After building, search across all indexed PDFs:

```bash
# Semantic search within the collection
asta documents --root "$DATASET_ROOT" search --summary="neural network architecture" --tags="my-papers"

# With relevance scores
asta documents --root "$DATASET_ROOT" search --summary="attention mechanism" --tags="my-papers" --show-scores

# Filter by source PDF
asta documents --root "$DATASET_ROOT" search --extra=".source_pdf contains some-paper"

# List all documents in the collection
asta documents --root "$DATASET_ROOT" list --tags="my-papers"
```

## Storage Estimates

| Collection size | Approx. index size | Approx. markdown size |
|----------------|--------------------|-----------------------|
| 10 PDFs (~10 pp each) | 2-5 MB | 1-3 MB |
| 50 PDFs (~10 pp each) | 10-25 MB | 5-15 MB |
| 100 PDFs (~10 pp each) | 20-50 MB | 10-30 MB |

Total storage is roughly **2-3x the extracted text** (markdown files + index YAML with chunk text in the `summary` field).

## Time Estimates

| Stage | Per PDF | Notes |
|-------|---------|-------|
| Extraction (remote) | 2-5 min / 10 pages | API-bound; 50-page limit per call |
| Extraction (olmocr) | 10-20 sec / page, parallel | Better for >20 PDFs |
| Chunking + indexing | 1-2 seconds | Single YAML write, fast |
| Cache warming | 5-30 seconds total | One-time after indexing |

## Important Notes

- **Warm the cache.** The first `asta documents search --summary=...` builds the search index.
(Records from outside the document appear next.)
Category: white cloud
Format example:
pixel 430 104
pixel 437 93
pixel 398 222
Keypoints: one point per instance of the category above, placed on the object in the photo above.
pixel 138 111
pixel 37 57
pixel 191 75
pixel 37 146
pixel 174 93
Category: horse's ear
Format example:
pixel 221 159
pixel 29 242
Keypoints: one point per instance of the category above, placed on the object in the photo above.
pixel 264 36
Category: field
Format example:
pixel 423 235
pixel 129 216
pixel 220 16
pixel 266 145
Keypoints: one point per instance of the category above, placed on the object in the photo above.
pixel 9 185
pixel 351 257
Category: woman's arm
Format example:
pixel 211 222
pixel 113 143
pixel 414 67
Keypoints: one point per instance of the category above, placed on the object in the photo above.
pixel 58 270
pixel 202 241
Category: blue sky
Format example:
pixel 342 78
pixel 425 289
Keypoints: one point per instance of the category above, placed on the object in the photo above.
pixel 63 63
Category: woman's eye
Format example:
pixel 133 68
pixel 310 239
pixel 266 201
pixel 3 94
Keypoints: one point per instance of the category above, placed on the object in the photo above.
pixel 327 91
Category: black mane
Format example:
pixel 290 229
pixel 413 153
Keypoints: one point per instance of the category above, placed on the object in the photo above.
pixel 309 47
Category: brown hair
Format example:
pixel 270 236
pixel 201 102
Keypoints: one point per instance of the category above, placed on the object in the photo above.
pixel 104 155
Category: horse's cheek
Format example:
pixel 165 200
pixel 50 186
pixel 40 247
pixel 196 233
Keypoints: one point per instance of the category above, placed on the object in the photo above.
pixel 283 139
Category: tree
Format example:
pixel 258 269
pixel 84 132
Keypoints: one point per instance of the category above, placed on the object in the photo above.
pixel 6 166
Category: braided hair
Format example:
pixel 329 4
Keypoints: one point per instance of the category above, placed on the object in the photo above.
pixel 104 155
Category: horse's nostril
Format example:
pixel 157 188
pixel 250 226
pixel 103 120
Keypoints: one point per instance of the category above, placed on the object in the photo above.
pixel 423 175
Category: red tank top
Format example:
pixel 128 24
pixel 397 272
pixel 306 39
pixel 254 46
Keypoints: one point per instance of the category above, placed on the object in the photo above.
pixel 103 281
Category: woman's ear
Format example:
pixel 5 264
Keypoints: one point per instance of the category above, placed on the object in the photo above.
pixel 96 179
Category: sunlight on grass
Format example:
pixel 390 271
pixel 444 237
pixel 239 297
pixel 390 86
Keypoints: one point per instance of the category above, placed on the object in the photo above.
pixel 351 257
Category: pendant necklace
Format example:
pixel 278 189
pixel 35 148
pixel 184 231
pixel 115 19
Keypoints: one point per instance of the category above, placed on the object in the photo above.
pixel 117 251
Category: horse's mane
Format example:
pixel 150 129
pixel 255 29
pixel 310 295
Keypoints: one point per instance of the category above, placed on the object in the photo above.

Always run the warm-cache script after indexing.
- **Chunk size tradeoff.** 2000 chars balances search precision with context. Smaller chunks = more precise hits, less context. Larger chunks = more context, diluted relevance.
- **Resumable.** Both extraction and indexing skip already-processed files. Safe to re-run after interruption.
- **Index is append-only.** The chunking script preserves existing documents in the index. To rebuild from scratch, delete `index.yaml` first.
- **PyYAML required.** The chunking script needs `pyyaml`. Install with `pip install pyyaml` or `uv pip install pyyaml` if not available.
- **Relative paths.** The index stores relative paths (e.g., `markdown/paper.md`) so the dataset is portable. This requires the markdown directory to be under the same directory as the index file.